The return of the Vrilars - so is the artist Aia Jüde's exhibition, which goes on during Stockholm design week.

- Vrilar is a tree tuber that grows on some trees where the wood fibers grow in different directions, which creates a very strong wood that has been used since the Viking Age. But it also forms really cool forms that you can work with, says Aia Jüdes.

The fact that the exhibition is called Vrilarna's return does not mean that the Vrilarna have been gone in the true sense, however, they may have ended up in the cloud.

- You may not think so much about this ugly lump, but it is absolutely fantastic. For me, this is like uncut forest diamonds that, with the right touch, can start glittering wonderfully and tell you about the secrets of the forest, says Aia Jüdes.

Car paint, freshwater pearls and brass

In the same way that it is not entirely obvious to show fights during Stockholm design week, Aia Jüdes works with contrasts in material. Her brilliant sculptures include everything from turned wood to car paint, freshwater pearls and brass. For Jüdes, the material and color clash is a way of spreading interest in the craft of younger people.

- Then maybe new target groups think "damn this was pretty cool," she says.

Another designer who moves around the border for what design really is, is Cathrine Disney. During the design week, she is up to date with a performance that questions the colonization of March.

- They claim that it is humanity's idea to colonize another planet but is it humanity's idea or is it another powerful white man's idea?

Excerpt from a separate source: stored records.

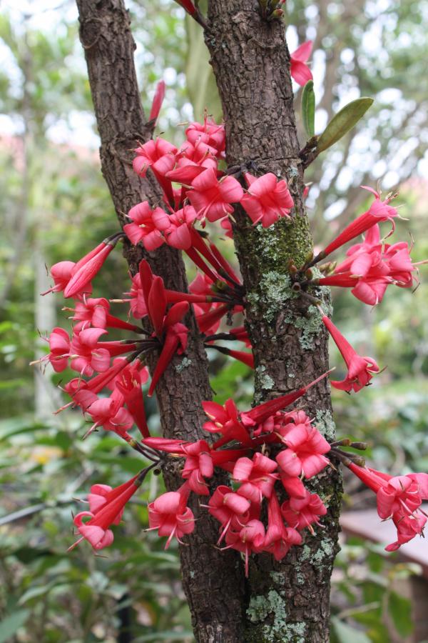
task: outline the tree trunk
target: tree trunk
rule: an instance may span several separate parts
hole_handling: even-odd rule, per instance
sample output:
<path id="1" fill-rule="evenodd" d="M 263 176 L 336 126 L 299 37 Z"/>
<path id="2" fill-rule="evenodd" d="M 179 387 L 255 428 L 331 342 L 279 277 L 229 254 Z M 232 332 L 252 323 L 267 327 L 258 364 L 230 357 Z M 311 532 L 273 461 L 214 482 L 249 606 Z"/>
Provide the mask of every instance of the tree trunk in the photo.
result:
<path id="1" fill-rule="evenodd" d="M 155 181 L 138 178 L 132 169 L 130 150 L 138 141 L 151 137 L 140 101 L 133 62 L 135 44 L 123 0 L 77 0 L 77 6 L 101 139 L 102 171 L 123 224 L 124 214 L 132 206 L 145 199 L 152 206 L 160 201 Z M 142 249 L 126 244 L 124 254 L 135 274 L 143 255 Z M 163 246 L 146 256 L 167 288 L 187 290 L 180 252 Z M 206 354 L 195 320 L 189 315 L 186 323 L 191 332 L 185 360 L 183 356 L 175 357 L 156 387 L 156 394 L 163 434 L 193 441 L 206 437 L 201 429 L 207 419 L 201 402 L 211 399 L 211 389 Z M 164 473 L 170 489 L 183 483 L 179 473 Z M 194 533 L 186 539 L 190 546 L 181 547 L 180 552 L 195 638 L 200 643 L 240 641 L 244 582 L 239 554 L 215 549 L 218 524 L 208 512 L 196 509 L 195 513 L 201 514 L 201 518 Z"/>
<path id="2" fill-rule="evenodd" d="M 303 201 L 290 54 L 285 26 L 264 21 L 257 0 L 210 0 L 205 41 L 223 104 L 227 162 L 286 178 L 291 220 L 263 229 L 236 215 L 235 241 L 247 291 L 246 323 L 255 363 L 255 401 L 297 388 L 328 368 L 328 337 L 317 309 L 290 289 L 289 262 L 299 267 L 312 249 Z M 253 167 L 254 170 L 251 168 Z M 328 309 L 329 293 L 315 294 Z M 326 379 L 300 405 L 328 438 L 335 434 Z M 312 482 L 312 481 L 311 481 Z M 282 563 L 266 554 L 250 567 L 247 643 L 329 640 L 330 580 L 337 552 L 340 481 L 327 469 L 312 482 L 329 512 L 324 530 L 293 547 Z"/>
<path id="3" fill-rule="evenodd" d="M 102 169 L 121 223 L 124 214 L 147 198 L 160 201 L 153 182 L 133 172 L 129 151 L 151 132 L 146 125 L 133 60 L 134 43 L 123 0 L 76 0 L 81 37 L 101 138 Z M 301 265 L 312 249 L 302 201 L 302 174 L 297 156 L 289 55 L 284 27 L 264 22 L 256 0 L 211 0 L 205 34 L 223 101 L 228 161 L 253 160 L 255 174 L 274 171 L 287 177 L 295 211 L 268 230 L 253 229 L 237 214 L 235 241 L 247 289 L 247 324 L 255 357 L 258 402 L 295 389 L 327 369 L 327 337 L 313 307 L 291 291 L 288 261 Z M 143 256 L 126 245 L 133 272 Z M 187 287 L 180 254 L 161 248 L 150 254 L 153 271 L 167 287 Z M 328 305 L 328 295 L 322 294 Z M 175 357 L 158 387 L 165 436 L 196 439 L 205 420 L 201 402 L 210 397 L 207 361 L 195 322 L 187 360 Z M 314 387 L 302 405 L 332 437 L 334 424 L 328 385 Z M 168 488 L 180 479 L 166 472 Z M 235 552 L 213 547 L 218 525 L 200 514 L 190 547 L 180 549 L 184 589 L 195 636 L 201 643 L 328 640 L 330 577 L 337 550 L 340 483 L 323 473 L 314 492 L 329 506 L 326 529 L 307 537 L 283 564 L 257 557 L 244 587 L 243 565 Z M 245 594 L 244 591 L 245 590 Z"/>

And what does that mean for the rest of humanity ?, she says.

"Want to get rid of past hierarchies"

According to Culture News' art critic Dennis Dahlqvist, the cross-border trend has become something that has become stronger and stronger over the past decade.

- When it comes to Aia Jüdes, it is a cross-border between craft and industrial design and when it comes to Cathrine Disney it is between art and design. Disney does a performance, and that's something we usually associate with art, he says.

- It's basically a power relationship. You want to get rid of earlier hierarchies that art was finer than design and that industrial design was finer than crafts, so these shifts are rather power political.